Cash flow is the amount of cash and cash equivalents, such as securities, that a business generates or spends over a set time period. Cash on hand determines a company's runway—the more cash on hand and the lower the cash burn rate, the more room a business has to maneuver and, normally, the higher its valuation.

How to analyze cash flow? ›

One can conduct a basic cash flow analysis by examining the cash flow statement, determining whether there is net negative or positive cash flow, pinpointing how the outflows compare to inflows, and draw conclusions from that.

Is cash flow more important than revenue? ›

In this example, cash flow is more important because it keeps the business running while still maintaining a profit. Alternately, a business may see increased revenue and cash flow, but there is a substantial amount of debt, so the business does not make a profit.

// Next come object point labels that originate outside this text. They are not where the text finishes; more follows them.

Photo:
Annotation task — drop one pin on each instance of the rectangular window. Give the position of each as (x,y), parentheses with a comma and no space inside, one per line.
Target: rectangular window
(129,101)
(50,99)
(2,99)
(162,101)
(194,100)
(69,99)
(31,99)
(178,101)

What is a good cash flow to revenue ratio? ›

3. What is a good cash flow to sales ratio? A cash flow to sales ratio is considered good if it falls between 10% and 55%. However, the higher the percentage, the better.

How can you be cash flow positive but not profitable? ›

If a company sells an asset or a portion of the company to raise capital, the proceeds from the sale would be an addition to cash for the period. As a result, a company could have a net loss while recording positive cash flow from the sale of the asset if the asset's value exceeded the loss for the period.